12:35 Creative Writing: Poetry
We are workshopping poems. If you have never done a writing workshop, it’s done like this. You and a group of people read each others work and make comments on it, what you liked, what you didn’t like, what you would change. That kind of thing. Every time we workshop poems I feel like I am sitting in the following scene from The Hittchikers Guide to the Galaxy:
VOGON CAPTAIN: So Earthlings I present you with a simple choice. Think carefully for you hold your very lives in your hands. Now choose: either die in the vacuum of space, or…[Dramatic music]…tell me how good you thought my poem was.
FORD: I liked it…
VOGON CAPTAIN: Good…
ARTHUR: Oh yes, I thought that some of the metaphysical imagery was particularly effective.
VOGON CAPTAIN: Yes?
ARTHUR: Oh…. and um, interesting rhythmic devices, too, which seemed to counterpoint the, er…
FORD: Counterpoint the surrealism of the underlying metaphor of the, um…

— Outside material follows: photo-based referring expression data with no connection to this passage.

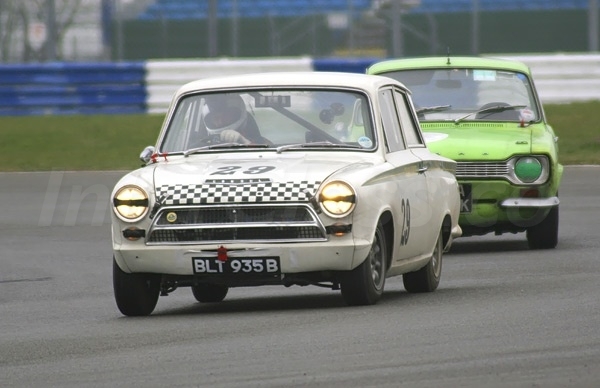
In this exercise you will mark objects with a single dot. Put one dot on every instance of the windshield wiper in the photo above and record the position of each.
(322, 144)
(223, 146)
(437, 108)
(494, 109)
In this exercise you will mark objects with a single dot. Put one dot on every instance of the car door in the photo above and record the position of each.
(410, 184)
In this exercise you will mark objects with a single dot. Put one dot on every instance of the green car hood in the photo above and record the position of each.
(477, 141)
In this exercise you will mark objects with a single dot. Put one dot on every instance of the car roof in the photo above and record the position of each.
(448, 62)
(290, 79)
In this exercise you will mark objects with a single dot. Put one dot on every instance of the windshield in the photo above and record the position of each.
(470, 94)
(279, 119)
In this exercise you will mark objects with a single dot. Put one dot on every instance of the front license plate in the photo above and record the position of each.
(246, 265)
(466, 202)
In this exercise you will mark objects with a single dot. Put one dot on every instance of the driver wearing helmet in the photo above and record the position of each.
(226, 117)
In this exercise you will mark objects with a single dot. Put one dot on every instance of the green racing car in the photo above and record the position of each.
(485, 114)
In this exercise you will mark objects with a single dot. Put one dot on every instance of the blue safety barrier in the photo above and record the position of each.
(72, 88)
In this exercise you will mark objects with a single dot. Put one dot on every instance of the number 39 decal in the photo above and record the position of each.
(231, 170)
(405, 208)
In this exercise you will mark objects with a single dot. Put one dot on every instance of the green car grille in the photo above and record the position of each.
(482, 170)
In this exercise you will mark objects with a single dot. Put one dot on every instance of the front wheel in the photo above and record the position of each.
(136, 294)
(427, 278)
(209, 293)
(364, 284)
(545, 234)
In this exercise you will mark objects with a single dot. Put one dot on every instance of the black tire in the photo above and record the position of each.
(136, 294)
(364, 284)
(210, 293)
(427, 278)
(545, 234)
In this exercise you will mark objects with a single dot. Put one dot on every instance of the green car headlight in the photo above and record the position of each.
(337, 199)
(528, 169)
(130, 203)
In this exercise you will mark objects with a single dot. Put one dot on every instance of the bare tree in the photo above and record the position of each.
(8, 26)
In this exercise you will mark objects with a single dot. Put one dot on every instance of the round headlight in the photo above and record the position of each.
(528, 169)
(130, 203)
(337, 199)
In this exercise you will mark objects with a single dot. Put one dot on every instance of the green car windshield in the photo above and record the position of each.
(465, 94)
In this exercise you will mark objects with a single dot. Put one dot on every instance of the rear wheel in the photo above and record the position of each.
(209, 293)
(545, 234)
(364, 284)
(427, 278)
(136, 294)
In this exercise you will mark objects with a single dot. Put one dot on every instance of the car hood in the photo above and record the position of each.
(481, 141)
(247, 177)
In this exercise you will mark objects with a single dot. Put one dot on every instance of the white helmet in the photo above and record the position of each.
(224, 111)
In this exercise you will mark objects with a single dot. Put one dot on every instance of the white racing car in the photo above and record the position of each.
(284, 179)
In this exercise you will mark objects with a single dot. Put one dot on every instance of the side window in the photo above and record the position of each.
(408, 120)
(389, 117)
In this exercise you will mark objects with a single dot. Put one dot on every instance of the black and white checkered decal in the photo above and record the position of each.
(235, 193)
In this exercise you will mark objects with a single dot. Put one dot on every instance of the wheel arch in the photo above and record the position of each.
(446, 231)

ARTHUR: Humanity of the er –
ARTHUR: Oh. Oh! Vogonity. Sorry. Of the poet’s compassionate soul which contrived through the medium of the verse structure to sublimate this, transcend that and come to terms with the fundamental dichotomies of the other. And one is left with a profound and vivid insight into… err…
FORD: Into whatever it was …
ARTHUR/FORD: That the poem was about!
FORD: Well done Arthur, that was very good.
VOGON CAPTAIN: So what you’re saying is that I write poetry because underneath my mean, callous, heartless exterior, I really just want to be loved. Is that right?
FORD: Er, well… I mean yes, yes, don’t we all, deep down… you know..?
2:10 Religon 102
We are learning about how different theorists have looked at religion through history. Today we are focusing on Marx and Freud. The summary: Religion is a tool of oppression (Marx) because it wishes it had a penis (Freud)…or something like that. We spend a lot of time bashing Freud because we can, and because today he is widly seen as a sexist idiot who thought everyone wanted to have sex with one of their parents.